« Récemment, une déléguée d'un service de tutelles de l'Allier a été séquestrée et violentée au domicile d'une personne majeure sous protection judiciaire. Cette agression, d'autant plus intolérable que l'auteur de ces faits est censé recevoir protection de sa victime, remet une fois de plus le projecteur sur les conditions de travail très difficiles de ces personnels. Elle prend un relief particulier dans la période d'incertitude actuelle, où nos dirigeants politiques ne semblent pas prendre en compte la réalité de la situation. Ce qu'illustre le marasme du secteur psychiatrique et la faiblesse des moyens qui lui sont alloués, de même que le retard pris par la réforme des tutelles, toujours annoncée mais autour de laquelle semble se jouer un jeu dangereux de gain de temps. Mais pour quel résultat ?
« Il ne s'agit pas, bien entendu, de faire un raccourci facile, mais bien, au vu de ce que vivent les professionnels de la protection, de s'insurger une nouvelle fois contre les charges et la complexité qu'ils ont à appréhender, sans aucun soutien, dans cette activité.
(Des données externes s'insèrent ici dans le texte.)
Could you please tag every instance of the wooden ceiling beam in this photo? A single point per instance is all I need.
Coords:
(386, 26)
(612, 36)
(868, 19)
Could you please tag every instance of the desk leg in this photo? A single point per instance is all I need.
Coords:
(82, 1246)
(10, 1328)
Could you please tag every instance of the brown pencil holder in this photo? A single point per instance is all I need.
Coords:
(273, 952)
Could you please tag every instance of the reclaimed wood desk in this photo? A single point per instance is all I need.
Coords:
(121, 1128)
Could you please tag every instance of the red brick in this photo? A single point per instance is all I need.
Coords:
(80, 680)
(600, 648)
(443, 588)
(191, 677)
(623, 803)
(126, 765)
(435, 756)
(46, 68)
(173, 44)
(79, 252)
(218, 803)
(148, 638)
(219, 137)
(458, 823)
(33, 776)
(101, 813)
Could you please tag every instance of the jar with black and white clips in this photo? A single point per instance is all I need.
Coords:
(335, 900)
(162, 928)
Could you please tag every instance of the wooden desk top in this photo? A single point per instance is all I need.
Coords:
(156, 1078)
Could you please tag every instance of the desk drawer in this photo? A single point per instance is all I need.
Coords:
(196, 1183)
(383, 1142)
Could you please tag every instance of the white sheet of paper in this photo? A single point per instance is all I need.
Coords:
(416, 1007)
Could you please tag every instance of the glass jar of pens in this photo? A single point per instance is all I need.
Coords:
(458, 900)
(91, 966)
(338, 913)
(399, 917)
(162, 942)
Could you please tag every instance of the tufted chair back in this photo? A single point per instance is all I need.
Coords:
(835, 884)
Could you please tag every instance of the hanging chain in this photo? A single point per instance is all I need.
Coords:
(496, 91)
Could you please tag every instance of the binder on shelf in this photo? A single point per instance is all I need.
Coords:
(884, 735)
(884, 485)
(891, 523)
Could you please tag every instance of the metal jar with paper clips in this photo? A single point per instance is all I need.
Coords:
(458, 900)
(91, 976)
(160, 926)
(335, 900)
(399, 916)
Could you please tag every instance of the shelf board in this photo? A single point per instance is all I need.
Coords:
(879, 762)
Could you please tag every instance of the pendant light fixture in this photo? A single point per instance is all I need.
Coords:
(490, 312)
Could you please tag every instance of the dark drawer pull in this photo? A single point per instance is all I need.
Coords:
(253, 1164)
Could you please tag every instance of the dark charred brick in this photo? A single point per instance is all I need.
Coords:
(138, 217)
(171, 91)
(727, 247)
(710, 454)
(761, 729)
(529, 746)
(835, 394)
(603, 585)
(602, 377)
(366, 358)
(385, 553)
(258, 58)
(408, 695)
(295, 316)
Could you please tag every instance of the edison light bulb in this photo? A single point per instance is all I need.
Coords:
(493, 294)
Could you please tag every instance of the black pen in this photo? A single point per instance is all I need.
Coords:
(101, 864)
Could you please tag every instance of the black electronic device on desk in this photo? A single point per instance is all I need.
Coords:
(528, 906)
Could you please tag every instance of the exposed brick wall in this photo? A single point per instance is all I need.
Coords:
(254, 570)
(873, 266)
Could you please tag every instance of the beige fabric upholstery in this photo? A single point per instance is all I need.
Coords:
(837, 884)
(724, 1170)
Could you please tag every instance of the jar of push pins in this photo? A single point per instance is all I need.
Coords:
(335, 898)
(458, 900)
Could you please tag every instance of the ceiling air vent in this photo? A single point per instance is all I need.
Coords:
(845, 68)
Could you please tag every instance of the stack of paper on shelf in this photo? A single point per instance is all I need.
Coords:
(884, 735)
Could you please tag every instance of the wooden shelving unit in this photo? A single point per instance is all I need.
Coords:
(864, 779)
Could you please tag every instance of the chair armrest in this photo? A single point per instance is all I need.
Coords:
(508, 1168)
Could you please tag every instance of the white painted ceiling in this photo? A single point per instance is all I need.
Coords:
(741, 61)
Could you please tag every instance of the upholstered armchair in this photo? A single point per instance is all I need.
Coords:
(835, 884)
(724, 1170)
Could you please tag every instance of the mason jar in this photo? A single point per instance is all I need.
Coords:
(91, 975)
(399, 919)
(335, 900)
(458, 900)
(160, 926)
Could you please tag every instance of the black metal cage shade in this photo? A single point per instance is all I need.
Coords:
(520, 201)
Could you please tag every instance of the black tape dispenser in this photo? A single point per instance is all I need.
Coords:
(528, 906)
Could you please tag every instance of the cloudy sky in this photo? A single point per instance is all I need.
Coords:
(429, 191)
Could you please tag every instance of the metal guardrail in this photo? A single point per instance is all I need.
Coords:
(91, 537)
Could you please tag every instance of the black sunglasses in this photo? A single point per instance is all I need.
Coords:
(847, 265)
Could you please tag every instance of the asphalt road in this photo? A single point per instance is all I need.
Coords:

Laquelle touche l'autre dans son intimité, souvent faite d'une accumulation de déséquilibre, de désespoir, de haine, de perversions.
« Les services deviennent les dépositaires de toutes les problématiques humaines sans avoir d'autres moyens que celui de la rencontre obligée, au risque que leurs personnels subissent des actes exacerbés du fait même de l'ingérence dans une intimité déjà bien malmenée.
« Déjà, en 1995, lors d'une agression mortelle contre une déléguée d'un service du Nord de la France, le président de l'époque de l'Association nationale des juges d'instance, Thierry Verheyde, interpellait «les signaleurs institutionnels» afin qu'ils ne cherchent plus à se «défausser sur la tutelle de ce qui relève en premier chef de leur sphère d'intervention». Il insistait alors sur le fait que «le tuteur ne peut pas et ne doit pas traiter lui-même et seul les problèmes de soins médicaux, de logement, de délinquance, d'exclusion». Thierry Verheyde rappelait à cette occasion la place du tuteur : sa «mission légale est de veiller à la protection de la personne du majeur protégé, ce qui ne retire rien aux responsabilités propres des autres personnes ou institutions susceptibles d'intervenir pour elle».
« Douze ans plus tard, la situation reste inchangée, voire s'est encore dégradée en ce qui concerne les moyens de la psychiatrie et les pressions exercées sur les tuteurs, à tel point que le risque est permanent. D'autant plus que les représentants légaux ne font pas toujours le meilleur usage de l'immense pouvoir qui leur est attribué.
« Il est plus que jamais indispensable de trouver la juste place des délégués à la tutelle.
« La réforme de la loi ne réglera pas tout, d'autant qu'il n'apparaît pas, dans le contenu du projet, une affirmation claire des grands principes de la protection : le tuteur risque de dépendre de dispositifs médicaux et sociaux dont il devrait être séparé.
« Dans ces conditions, il ne faudra pas s'étonner que la personne, si souvent décrite comme étant «au centre des dispositifs», n'ait finalement aucune place et ne puisse que se soumettre ou exprimer son mal-être avec plus ou moins de violence.
« Dans cette perspective, les professionnels de la protection poursuivront leur activité, certes dans un cadre budgétaire repéré, mais, dans le fond, sans vraiment de modification quant aux conditions et aux moyens d'exercice.
« Lors des débats parlementaires attendus, nos représentants politiques feront-ils preuve d'une vigilance suffisante pour organiser cette nouvelle protection avec la même ambition que celle dont avaient fait preuve les acteurs de la loi de 1968 ? »
(1) Philippe Bas et Pascal Clément se sont engagés à ce que le projet de loi réformant le dispositif soit « débattu avant la fin de la législature », mais pour n'être applicable qu'en 2009 - Voir ASH n° 2471 du 29-09-06, p. 11.